Here is an actual man and an actual woman
who have lost their north and south.
Their hearts flicker like shadows on a wall.
The star that left the firmament
has entered their loving and their killing.
Unembraceable and unadmittable
they move empty-handed
through the harvest.
The sun does not heed them.
Even gathered they are not together.
The storm passes
and forgets them.

Before It

‘The cormorant is precisely.’
‘Its wings scrape the shore.’

Before it
meaning goes down on one knee
and proposes to the broken and harnessed.

It Wasn't the Stars

It wasn’t the stars
that surrounded them
but they pretended
not to be afraid of the stars.

With eyes full of light
they’re suddenly beached
right here where the universe
washed up beauty.

Vulgar, their herding.


Today I almost slipped entirely
out of the ego.
Only a slight poignant sucking remained.

That ocean of trolls
lapping at God’s medicinal teaspoon.

See the Path

See the path become dark.

Where the light travels to obscure everything
in the precise appearance of itself
see the path become dark.

- MTC Cronin 2018

MTC Cronin is the author of twenty books of poetry and winner of numerous awards and international plaudits.

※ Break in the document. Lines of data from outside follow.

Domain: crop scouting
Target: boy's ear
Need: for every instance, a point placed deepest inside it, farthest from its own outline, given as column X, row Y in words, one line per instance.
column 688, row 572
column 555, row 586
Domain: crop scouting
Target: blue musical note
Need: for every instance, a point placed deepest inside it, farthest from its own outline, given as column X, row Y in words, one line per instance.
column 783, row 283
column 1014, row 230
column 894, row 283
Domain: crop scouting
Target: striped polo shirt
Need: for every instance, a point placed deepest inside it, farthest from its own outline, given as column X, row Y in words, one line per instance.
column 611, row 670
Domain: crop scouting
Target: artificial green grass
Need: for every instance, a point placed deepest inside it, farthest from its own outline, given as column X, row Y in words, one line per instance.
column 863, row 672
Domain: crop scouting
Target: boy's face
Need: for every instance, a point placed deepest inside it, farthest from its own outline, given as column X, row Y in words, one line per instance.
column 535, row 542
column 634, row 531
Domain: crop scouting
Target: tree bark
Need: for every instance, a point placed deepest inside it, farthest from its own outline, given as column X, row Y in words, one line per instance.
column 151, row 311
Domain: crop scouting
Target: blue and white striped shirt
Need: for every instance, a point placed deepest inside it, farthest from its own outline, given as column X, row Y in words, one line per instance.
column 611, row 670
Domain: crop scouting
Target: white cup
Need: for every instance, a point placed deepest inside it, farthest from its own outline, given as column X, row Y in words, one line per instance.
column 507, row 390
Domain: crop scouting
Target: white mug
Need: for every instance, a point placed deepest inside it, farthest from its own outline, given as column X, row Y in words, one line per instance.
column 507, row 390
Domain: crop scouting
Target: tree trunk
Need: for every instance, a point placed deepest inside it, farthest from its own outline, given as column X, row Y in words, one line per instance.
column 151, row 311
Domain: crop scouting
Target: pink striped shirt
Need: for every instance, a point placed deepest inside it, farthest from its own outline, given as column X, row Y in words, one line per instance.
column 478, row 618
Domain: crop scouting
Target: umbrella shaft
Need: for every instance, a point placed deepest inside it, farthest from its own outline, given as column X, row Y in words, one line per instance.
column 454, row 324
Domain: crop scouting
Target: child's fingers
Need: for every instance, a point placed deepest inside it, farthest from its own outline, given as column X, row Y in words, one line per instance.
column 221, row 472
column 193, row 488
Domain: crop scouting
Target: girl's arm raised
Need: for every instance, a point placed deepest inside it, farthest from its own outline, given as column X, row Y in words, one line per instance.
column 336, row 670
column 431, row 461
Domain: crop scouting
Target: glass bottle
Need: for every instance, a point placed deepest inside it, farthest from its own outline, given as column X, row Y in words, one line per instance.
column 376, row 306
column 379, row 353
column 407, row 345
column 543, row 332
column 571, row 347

She currently lives in south-east Queensland where she grows a very hot pepper, one of which may or may not have inspired the bluepepper.

Tuesday, May 22, 2018

New Poetry by Vivienne Mohan

Twenty years or more it'll take

There’s a pen, a book, an apple, a
paperclip, a notepad, on my desk.
There is a tree, a water-pipe,
outside my window.
There is a small cut,
on my right temple on my face.
There is a small temple built
on my palm. Blood,
on a tissue in the bin
by my desk.
There is maths in my bed
under the covers,
taking the physical form
of a curled snake. There
is physics hurting my childhood.
Advanced formulas for motion
leaning on new bricks,
that I have sculpted.
Little x’s and flight
cover the floorboards
like thorns.
There is a larger me
in the doorway, approving
that I have my lamp on,
waiting to guide me back,
in miscellaneous memory,
so that I can work
harder this time.
I don’t want to go
to the classroom again.
Literature is somehow mixed up,
with a plot against forgetting.

- Vivienne Mohan 2018


I complain about ridiculous things so
I can be shot down. The hotel room, I say,
is not enough like home. And home,
does not have enough open roads.

They say I’m ungrateful. With this in mind
I close my eyes and picture the breeze.
Ah yes, I say, I can feel it now. Thank-you.

- Vivienne Mohan 2018

Vivienne Mohan is a nineteen-year-old Queensland poet. She began writing in 2016 and in that same year was the runner-up of the Thomas Shapcott Poetry Competition for an unpublished first manuscript. A septet of poems by her mother, MTC Cronin, will appear in Bluepepper shortly.